You save about $50 million a year out of the surcharge if you lock that back, but I am told it is about seven times more than that, about $350 million, in order to fund a cut of two per cent in the contributions tax.

What he forgot to say was that his surcharge reduction would quickly climb to a cost of $200 million a year and that Labor was offering other cost savings to fund the Labor proposals. Then the Treasurer released Treasury costings later that afternoon—all done on an accruals basis. That was rather hypocritical given that the Treasurer constantly refuses to refer to the budget for this financial year as being $3 billion in the red on an accruals basis.

But the figure for cutting the contributions tax had also suddenly jumped from the one the Prime Minister had given earlier in the day, the $50 million, to $350 million. One might think the Prime Minister had access to some of the best advice that the government could muster, but apparently not. While it took all day, the Treasurer was able to get a figure for a two per cent tax cut that was $150 million more than the Prime Minister had suggested that morning. The Treasury had ignored the full cost savings of the ALP alternatives and the fact that our tax cuts were to be phased in from 1 July 2003. The Labor Party had never said that they were going to start the entire tax cut on 1 July 2002, as the Treasurer had alleged. We were proposing to phase in a fairer tax cut over the same length of time that the Liberal Party have proposed to phase in their unfair tax cut that only applies to Australians who earn taxable surcharge incomes of more than $90,527 a year.

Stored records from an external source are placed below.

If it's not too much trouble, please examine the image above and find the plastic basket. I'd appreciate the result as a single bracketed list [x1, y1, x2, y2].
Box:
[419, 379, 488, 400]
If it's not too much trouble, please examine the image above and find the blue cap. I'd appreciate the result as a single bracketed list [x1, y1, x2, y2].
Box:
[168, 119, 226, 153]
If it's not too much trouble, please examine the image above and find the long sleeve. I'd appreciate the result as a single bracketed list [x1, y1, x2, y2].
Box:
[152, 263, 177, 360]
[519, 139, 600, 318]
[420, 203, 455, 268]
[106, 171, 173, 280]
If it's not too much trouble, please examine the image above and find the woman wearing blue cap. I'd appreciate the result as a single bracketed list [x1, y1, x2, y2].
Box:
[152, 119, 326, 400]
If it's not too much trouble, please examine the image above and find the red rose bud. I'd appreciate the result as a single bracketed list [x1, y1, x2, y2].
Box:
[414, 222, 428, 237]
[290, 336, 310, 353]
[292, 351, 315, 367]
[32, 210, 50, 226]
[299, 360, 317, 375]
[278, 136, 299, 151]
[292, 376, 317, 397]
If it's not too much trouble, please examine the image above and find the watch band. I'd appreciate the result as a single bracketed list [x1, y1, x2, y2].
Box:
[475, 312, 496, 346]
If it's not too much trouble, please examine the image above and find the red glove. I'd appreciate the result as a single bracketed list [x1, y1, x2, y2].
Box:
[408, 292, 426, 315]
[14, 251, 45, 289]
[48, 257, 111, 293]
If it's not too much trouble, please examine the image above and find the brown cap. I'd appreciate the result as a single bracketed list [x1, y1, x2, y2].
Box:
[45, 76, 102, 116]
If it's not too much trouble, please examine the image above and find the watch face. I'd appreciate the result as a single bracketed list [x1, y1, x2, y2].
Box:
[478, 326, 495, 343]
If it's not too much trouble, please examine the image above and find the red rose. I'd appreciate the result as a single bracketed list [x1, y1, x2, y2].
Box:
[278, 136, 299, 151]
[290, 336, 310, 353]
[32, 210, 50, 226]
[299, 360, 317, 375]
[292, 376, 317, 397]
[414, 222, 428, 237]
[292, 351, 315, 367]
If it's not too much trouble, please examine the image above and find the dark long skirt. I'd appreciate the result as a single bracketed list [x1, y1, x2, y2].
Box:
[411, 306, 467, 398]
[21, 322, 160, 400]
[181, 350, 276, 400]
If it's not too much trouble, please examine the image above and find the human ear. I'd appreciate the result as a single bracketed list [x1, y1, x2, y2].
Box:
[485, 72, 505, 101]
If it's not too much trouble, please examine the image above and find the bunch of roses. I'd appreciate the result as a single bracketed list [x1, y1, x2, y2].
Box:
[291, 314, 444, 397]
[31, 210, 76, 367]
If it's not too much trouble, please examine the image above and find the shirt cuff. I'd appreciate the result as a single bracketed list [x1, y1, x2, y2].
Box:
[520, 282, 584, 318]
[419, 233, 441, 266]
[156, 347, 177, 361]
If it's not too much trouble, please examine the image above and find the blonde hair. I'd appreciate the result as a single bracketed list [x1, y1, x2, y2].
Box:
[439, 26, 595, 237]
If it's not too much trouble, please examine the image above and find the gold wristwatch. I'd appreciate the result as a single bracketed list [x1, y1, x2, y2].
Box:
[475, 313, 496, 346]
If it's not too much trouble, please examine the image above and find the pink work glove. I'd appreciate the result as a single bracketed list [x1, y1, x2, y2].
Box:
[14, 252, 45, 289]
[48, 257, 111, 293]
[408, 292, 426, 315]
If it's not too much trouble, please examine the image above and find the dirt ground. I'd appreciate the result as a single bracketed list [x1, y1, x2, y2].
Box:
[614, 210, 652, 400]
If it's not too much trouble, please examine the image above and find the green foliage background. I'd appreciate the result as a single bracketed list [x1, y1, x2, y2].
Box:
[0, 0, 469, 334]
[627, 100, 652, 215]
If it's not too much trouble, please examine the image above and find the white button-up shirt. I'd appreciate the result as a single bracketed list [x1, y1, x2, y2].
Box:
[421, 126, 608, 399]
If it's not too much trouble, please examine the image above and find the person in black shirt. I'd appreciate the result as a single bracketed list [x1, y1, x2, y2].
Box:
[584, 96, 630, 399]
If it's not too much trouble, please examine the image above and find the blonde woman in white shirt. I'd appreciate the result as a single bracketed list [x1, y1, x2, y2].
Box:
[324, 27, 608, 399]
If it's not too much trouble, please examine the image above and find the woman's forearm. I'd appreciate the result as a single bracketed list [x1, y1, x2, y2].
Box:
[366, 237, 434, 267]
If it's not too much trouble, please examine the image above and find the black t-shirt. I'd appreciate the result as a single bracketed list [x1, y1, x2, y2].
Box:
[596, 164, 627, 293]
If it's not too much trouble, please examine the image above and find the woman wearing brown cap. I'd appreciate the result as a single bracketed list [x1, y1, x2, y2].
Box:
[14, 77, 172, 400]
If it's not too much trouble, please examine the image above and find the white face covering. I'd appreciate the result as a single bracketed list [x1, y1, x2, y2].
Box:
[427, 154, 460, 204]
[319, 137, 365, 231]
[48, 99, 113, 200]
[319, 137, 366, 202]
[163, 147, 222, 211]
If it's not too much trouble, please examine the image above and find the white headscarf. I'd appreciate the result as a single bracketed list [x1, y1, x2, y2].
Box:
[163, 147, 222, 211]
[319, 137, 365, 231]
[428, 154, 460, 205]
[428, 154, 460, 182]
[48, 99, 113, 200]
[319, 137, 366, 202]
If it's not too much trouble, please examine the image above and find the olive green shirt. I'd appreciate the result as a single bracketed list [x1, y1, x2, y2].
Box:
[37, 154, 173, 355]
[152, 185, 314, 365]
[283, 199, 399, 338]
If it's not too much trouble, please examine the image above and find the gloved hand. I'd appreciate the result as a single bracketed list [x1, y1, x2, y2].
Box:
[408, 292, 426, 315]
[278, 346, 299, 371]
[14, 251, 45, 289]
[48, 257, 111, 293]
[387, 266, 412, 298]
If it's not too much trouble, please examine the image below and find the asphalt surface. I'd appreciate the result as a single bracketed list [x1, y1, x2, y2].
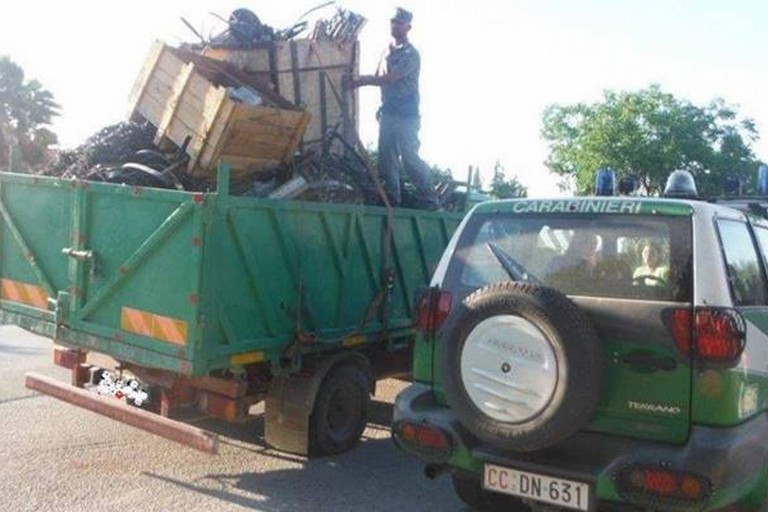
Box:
[0, 326, 465, 512]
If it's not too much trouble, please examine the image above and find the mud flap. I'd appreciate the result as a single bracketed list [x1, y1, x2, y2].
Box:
[264, 376, 317, 455]
[264, 352, 376, 455]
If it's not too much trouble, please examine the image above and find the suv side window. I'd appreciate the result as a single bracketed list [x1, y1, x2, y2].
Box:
[717, 219, 766, 306]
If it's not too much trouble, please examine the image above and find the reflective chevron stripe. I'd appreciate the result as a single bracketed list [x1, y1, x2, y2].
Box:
[0, 279, 48, 309]
[120, 307, 187, 345]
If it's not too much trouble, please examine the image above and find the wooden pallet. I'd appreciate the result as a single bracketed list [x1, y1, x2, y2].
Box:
[131, 42, 311, 182]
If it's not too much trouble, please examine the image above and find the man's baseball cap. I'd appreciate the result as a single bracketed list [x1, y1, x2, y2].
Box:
[391, 7, 413, 23]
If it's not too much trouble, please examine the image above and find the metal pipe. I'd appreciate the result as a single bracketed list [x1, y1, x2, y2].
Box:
[25, 373, 219, 454]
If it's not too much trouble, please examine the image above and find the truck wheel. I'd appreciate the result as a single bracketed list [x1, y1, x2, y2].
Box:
[442, 282, 603, 452]
[451, 472, 530, 512]
[310, 364, 371, 455]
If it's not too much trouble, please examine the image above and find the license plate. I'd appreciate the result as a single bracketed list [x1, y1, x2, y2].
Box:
[483, 464, 590, 510]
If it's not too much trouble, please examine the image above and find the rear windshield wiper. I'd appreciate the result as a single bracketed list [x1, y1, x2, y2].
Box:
[487, 242, 541, 284]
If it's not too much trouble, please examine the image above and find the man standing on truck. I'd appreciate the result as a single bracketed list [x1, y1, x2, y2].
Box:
[350, 7, 439, 209]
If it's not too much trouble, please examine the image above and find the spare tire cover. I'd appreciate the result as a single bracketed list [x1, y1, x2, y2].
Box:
[441, 282, 603, 452]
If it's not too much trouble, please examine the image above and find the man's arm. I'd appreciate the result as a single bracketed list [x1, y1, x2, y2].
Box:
[349, 73, 403, 88]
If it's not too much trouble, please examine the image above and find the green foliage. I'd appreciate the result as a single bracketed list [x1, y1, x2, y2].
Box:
[490, 162, 528, 199]
[542, 85, 758, 195]
[0, 57, 59, 167]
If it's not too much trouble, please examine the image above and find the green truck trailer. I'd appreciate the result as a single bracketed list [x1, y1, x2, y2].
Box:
[0, 167, 461, 454]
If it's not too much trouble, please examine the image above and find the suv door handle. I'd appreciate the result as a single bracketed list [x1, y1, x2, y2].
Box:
[621, 350, 677, 373]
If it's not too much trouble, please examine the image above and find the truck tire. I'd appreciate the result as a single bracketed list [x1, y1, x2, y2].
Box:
[451, 471, 530, 512]
[441, 282, 603, 452]
[310, 364, 371, 456]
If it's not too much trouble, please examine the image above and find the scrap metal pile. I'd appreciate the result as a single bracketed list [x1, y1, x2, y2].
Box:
[43, 4, 456, 208]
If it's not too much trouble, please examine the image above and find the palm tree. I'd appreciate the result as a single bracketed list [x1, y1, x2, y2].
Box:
[0, 57, 59, 167]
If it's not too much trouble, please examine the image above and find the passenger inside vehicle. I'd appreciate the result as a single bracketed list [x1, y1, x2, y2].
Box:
[632, 243, 669, 286]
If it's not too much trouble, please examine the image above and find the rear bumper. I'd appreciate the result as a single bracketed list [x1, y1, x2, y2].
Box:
[393, 384, 768, 510]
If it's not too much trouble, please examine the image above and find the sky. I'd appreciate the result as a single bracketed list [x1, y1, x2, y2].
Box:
[0, 0, 768, 197]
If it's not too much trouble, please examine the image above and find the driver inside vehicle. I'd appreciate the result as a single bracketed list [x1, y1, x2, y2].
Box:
[632, 243, 669, 286]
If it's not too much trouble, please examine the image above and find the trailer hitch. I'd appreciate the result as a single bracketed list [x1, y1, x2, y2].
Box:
[61, 247, 95, 261]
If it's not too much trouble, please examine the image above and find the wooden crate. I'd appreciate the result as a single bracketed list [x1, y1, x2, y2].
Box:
[131, 42, 311, 178]
[203, 39, 360, 146]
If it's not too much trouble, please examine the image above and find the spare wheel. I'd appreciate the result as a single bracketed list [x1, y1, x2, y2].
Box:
[442, 282, 603, 452]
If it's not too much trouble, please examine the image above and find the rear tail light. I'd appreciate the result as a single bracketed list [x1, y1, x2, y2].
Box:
[617, 466, 711, 508]
[666, 307, 746, 363]
[416, 288, 453, 338]
[392, 421, 453, 462]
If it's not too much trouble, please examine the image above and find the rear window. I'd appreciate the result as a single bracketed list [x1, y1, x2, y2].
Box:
[445, 214, 692, 302]
[717, 219, 766, 306]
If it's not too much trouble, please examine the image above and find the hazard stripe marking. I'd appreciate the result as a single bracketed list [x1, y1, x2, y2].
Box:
[120, 307, 187, 345]
[0, 279, 48, 309]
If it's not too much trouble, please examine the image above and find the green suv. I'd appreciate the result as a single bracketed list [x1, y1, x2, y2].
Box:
[393, 174, 768, 511]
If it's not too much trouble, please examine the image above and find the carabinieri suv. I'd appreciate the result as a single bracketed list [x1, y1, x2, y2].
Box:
[393, 172, 768, 512]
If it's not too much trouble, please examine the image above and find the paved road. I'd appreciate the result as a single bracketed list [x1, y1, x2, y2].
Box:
[0, 326, 463, 512]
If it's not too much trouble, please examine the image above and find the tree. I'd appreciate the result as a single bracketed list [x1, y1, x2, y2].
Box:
[0, 57, 59, 167]
[490, 162, 528, 199]
[542, 85, 758, 195]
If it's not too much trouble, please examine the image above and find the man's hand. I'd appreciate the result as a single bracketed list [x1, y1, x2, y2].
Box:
[344, 73, 402, 89]
[342, 75, 363, 89]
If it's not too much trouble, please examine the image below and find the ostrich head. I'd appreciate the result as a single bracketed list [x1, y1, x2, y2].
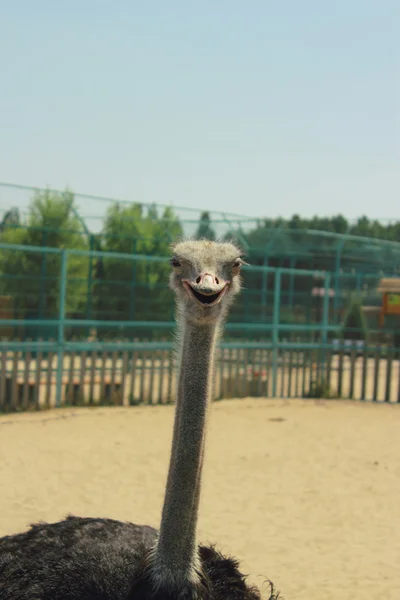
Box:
[170, 240, 244, 323]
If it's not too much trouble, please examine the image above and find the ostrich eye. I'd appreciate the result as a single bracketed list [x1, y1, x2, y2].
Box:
[169, 256, 181, 268]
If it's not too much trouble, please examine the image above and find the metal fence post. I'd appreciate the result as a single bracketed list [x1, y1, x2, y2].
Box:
[56, 250, 68, 406]
[272, 269, 282, 398]
[322, 273, 331, 345]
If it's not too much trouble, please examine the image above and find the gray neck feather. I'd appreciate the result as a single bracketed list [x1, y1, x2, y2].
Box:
[153, 312, 219, 587]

My contribution to this debate is to highlight the unfair proposal of the Liberal government to reduce the tax burden on superannuation but to only reduce that tax burden to the four per cent of Australians who earn more than $90,527 a year. Of course, the government will argue that they are offering a voluntary co-contribution for Australians earning $20,000 a year. The government will contribute $1,000 if a person earning $20,000 a year voluntarily contributes $1,000 into superannuation. I contrast that with the fact that Treasury have said that only 75,000 Australians who earn $20,000, out of many millions of Australians, can actually afford to put $1,000 into superannuation.

So high-income earners get a guaranteed tax cut. Lower- to middle-income earners, at least earning just over $32,000, get a voluntary co-contribution, the vast majority of whom, on Treasury figures, cannot contribute anything because they do not have the financial means to make that voluntary contribution. That is a guaranteed tax reduction for high-income earners that they all benefit from, a benefit to only one in 10 Australians who earn up to $32,000 and, of course, nothing to those who earn between $32,000 and the taxable surcharge income of $90,527. It is a very unfair approach compared to the positive alternatives advanced by the Australian Labor Party.